El
paso de los lustros, y uno tiene ya un montón, casi once, según me
recordó esta mañana mi madre al decirme que mañana volvería a
llamarme para felicitarme en mi aniversario, dejando de esa manera el
casi, hacen que uno se aferre y disfrute cada vez más con los buenos
momentos. Y esto es así porque, simple y sencillamente, uno se da
cuenta que cada vez quedan menos. ¿O no? Yo creo que es así. ¡Y
qué leches!, con el paso del tiempo, el nuestro, vamos diferenciando
cada vez con más facilidad el grano de la paja, por lo que, y
siempre basándonos en nuestra experiencia, en nuestro tiempo pasado,
le damos más valor a ese grano, obviando y rechazando la paja,
identificando el grano con esos buenos momentos de los que hablaba y
la paja con los que hay que olvidar.
Y digo
todo esto porque hoy he pasado con unos buenos amigos, uno de esos
momentos agradables, momentos que se han ido cociendo a lo largo de
la semana a través de ese monstruo social llamado guasa o Whatsapp y
que hoy han tenido el momento de su eclosión alrededor de una
majestuosa mesa redonda en la que, y según se dice en mi tierra, no
faltó de nada (gastronómicamente hablando).
Pero
lo que os quiero contar hoy es algo que ocurrió en la susodicha
anular mesa. Y os cuento. Tras varios platos y bandejas de copiosos
entrantes, vino el plato fuerte, consistente en una berza gitana con
cardillos acompañada de su grasa. Para los que no conozcan la
gastronomía del suroeste español, decirle que la berza es una
especie de cocido de garbanzos, habichuelas (judias), carne, tocino y
morcilla. Pues bien. El guiso en sí fue servido en platos
individuales, diez en concreto, uno por cada comensal allí
asistente, presentándose la grasa (carne de cerdo, tocino y
morcilla) en una bandeja a compartir entre todos los comedores,
porque todas y todos los allí presentes éramos unos verdaderos
comedores, entendiéndose por comedora a la persona que come mucho.
Y fue
con la previa de la ingesta de la grasa donde comenzaron las
diferencias, por llamarlas de alguna manera. Al no tener cada uno su
ración determinada, sino que había que compartir la grasa existente
en la bandeja, se escucharon algunas voces que decían que fuese
troceada y repartida en partes iguales, mientras que otras decían
que en la misma bandeja era donde se debería de preparar la pringada
(desde ahora, pringá). Tuvieron mayoría los que optaron por la
segunda opción, o sea, hacer la pringá en la bandeja con la
totalidad de la grasa. Y fue precisamente aquí donde comenzaron las
más fuertes diferencias, ya que unos decían que la pringá se
hiciese con cuchillo y tenedor, mientras que otros decían que para
ser pringá debería de hacerse con los dedos y un trozo de pan,
desmenuzando primero cada uno de los tres componentes grasos para a
continuación removerlos, amalgamarlos y mezclarlos, resultando una
mezcolanza perfecta tal que, llevada una pequeña porción a la boca,
no se sabría si lo que se degusta es carne, tocino, morcilla o un
sabor paradisíaco resultante del batiborrillo.
Y
efectivamente, llevaban razón los que defendíamos que no sería
pringá si la amalgama de los tres elementos en cuestión no se hacía
con los dedos y pan, y todo ello de acuerdo a la segunda acepción
que aparece de la palabra “pringar” en el diccionario de
la Real Academia Española de la Lengua, que la define como el
“estrujar con pan algún alimento pringoso”.

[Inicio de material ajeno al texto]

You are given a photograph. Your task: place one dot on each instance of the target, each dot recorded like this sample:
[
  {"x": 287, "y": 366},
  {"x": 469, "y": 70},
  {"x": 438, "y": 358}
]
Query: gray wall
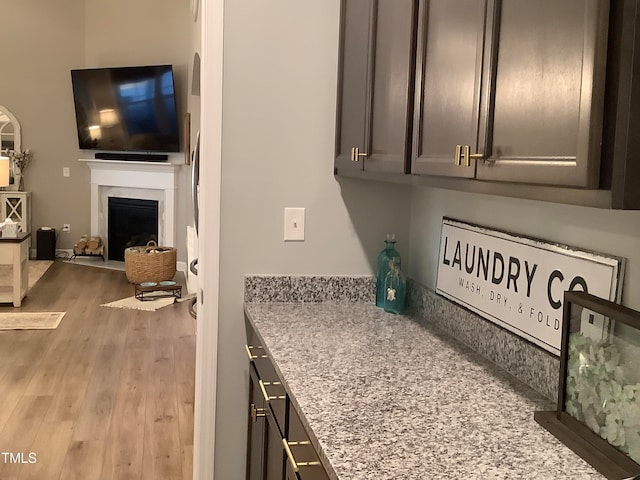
[
  {"x": 41, "y": 41},
  {"x": 606, "y": 231},
  {"x": 279, "y": 98},
  {"x": 46, "y": 40}
]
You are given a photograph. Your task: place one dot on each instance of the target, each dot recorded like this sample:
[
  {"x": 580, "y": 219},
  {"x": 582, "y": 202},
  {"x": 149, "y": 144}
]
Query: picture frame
[
  {"x": 598, "y": 414},
  {"x": 187, "y": 138}
]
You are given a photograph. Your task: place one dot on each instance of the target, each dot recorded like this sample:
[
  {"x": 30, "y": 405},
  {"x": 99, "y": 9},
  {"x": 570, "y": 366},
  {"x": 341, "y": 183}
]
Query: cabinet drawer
[
  {"x": 268, "y": 381},
  {"x": 303, "y": 462}
]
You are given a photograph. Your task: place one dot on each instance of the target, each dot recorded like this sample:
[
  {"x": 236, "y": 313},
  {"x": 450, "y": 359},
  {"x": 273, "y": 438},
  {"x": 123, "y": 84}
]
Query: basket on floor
[{"x": 150, "y": 263}]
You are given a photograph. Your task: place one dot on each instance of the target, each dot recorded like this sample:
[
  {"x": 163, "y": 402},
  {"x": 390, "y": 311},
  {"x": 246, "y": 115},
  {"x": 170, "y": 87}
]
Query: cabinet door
[
  {"x": 448, "y": 82},
  {"x": 354, "y": 81},
  {"x": 256, "y": 430},
  {"x": 389, "y": 142},
  {"x": 545, "y": 77},
  {"x": 375, "y": 91}
]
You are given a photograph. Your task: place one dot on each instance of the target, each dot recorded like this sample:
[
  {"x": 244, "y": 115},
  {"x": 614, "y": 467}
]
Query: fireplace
[
  {"x": 156, "y": 181},
  {"x": 131, "y": 222}
]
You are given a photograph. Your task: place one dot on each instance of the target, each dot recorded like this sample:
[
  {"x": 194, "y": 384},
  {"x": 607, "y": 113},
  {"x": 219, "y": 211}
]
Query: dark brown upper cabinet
[
  {"x": 542, "y": 108},
  {"x": 448, "y": 87},
  {"x": 511, "y": 90},
  {"x": 528, "y": 99},
  {"x": 376, "y": 78}
]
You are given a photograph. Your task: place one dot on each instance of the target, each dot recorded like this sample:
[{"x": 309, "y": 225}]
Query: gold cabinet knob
[
  {"x": 267, "y": 397},
  {"x": 257, "y": 413},
  {"x": 467, "y": 156},
  {"x": 457, "y": 158},
  {"x": 292, "y": 461},
  {"x": 356, "y": 154}
]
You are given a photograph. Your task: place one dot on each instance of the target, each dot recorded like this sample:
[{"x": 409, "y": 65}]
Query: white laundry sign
[{"x": 519, "y": 282}]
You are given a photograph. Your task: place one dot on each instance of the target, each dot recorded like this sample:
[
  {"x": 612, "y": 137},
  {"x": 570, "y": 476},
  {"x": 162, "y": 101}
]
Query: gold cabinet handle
[
  {"x": 467, "y": 155},
  {"x": 257, "y": 413},
  {"x": 251, "y": 356},
  {"x": 292, "y": 461},
  {"x": 356, "y": 154},
  {"x": 267, "y": 397},
  {"x": 457, "y": 159}
]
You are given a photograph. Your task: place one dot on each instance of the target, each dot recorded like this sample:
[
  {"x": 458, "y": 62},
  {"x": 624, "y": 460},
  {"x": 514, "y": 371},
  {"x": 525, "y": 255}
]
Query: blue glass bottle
[
  {"x": 389, "y": 253},
  {"x": 395, "y": 288}
]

En este sentido, no se considera pringá o pringada a la mezcla de
los elementos grasos de un guiso (cocido, berza, fabada...) si no se
hace con los dedos y un trozo de pan, por muy en contra que esté
dicha práctica con las buenas maneras en el comer.
Decir
por último que la persona que se encargó en hacer la pringá en el
día de hoy, y con el fin de evitar murmullos y bisbiseos, lógicos,
con anterioridad a dar comienzo a su ejecución, procedió a
realizarse un exhaustivo lavado de manos.